Mehr als die Hälfte der Befragten unterstützt die Regierung Janševa nicht
Eine aktuelle Meinungsumfrage von Mediana für POP TV zeigt, dass die Unterstützung für die Regierung von Premierminister Janez Janša niedrig bleibt, wobei fast die Hälfte der Befragten (45,4%) seine Regierung missbilligt. Die Umfrage legt nahe, dass, wenn am vergangenen Sonntag Wahlen stattfinden würden, die SDS-Partei mit 22,7% die meisten Stimmen erhalten würde, dicht gefolgt von der Freiheitsbewegung mit 22%. Andere Parteien wie NSi, SLS und Focus (Marko Lotrič) würden 8,2% erhalten, während SD und die Links-Vesna-Allianz 7,9% bzw. 6,6% erhalten würden. Kleinere Parteien wie Respublica, Demokraten, Piraten und andere erhielten deutlich weniger Unterstützung.
Janez Janša, der Präsident der Republik Slowenien, drückte in seiner jüngsten Erklärung seine Opposition gegen die gegenwärtige Regierung, die von Robert Golob geführt wird, aus und betonte seine Entschlossenheit, in Zukunft die politische Ausrichtung des Staates zu ändern.
Janša ist ferner der Ansicht, dass die Regierung in Zukunft daran arbeiten wird, das politische System zu verändern, um Stabilität und Effizienz in der Staatsführung wiederherzustellen. Diese Aussage wird im Zusammenhang mit zahlreichen Kritikpunkten verstanden, die die aktuelle Regierung in letzter Zeit geäußert hat, insbesondere in Bezug auf wirtschaftliche Probleme, hohe Inflation und unzureichende Maßnahmen, die ihrer Meinung nach das Wirtschaftswachstum des Landes beeinflusst haben.
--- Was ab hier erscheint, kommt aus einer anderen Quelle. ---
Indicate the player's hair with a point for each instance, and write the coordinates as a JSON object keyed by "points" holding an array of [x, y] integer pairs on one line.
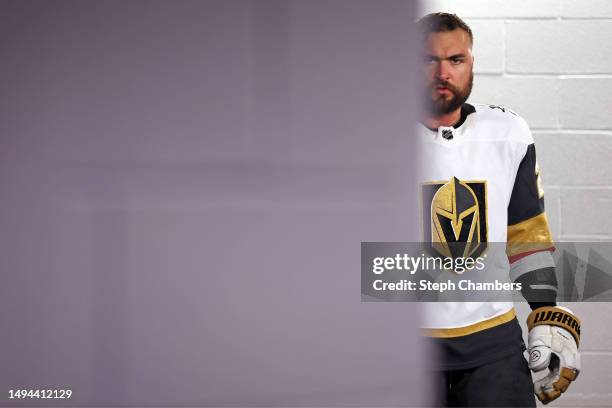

Zur Zeit wurde eine neue Umfrage veröffentlicht, die zeigt, dass die Unterstützung für die derzeitige Regierung in großem Maße nachlässt. Nach einer Umfrage des Mediana-Instituts, die vom 22. bis 24. Juni 2026 durchgeführt wurde, unterstützt die Regierung mehr als 45,4 Prozent der Befragten. Das bedeutet, dass die Mehrheit der israelischen Bürger eine negative Einschätzung der aktuellen Politik, die von Robert Golob geführt wird, hat. Die Unterstützung für die derzeitige Regierung wurde bei 38,5 Prozent der Befragten festgestellt, während 17,3 Prozent nicht wählten.
Die Umfrage ergab, dass die meisten Wähler (22,7 Prozent) die SDS-Partei wählten, geführt von Janezom Janšo, gefolgt von Gibanje Svoboda mit 22 Prozent.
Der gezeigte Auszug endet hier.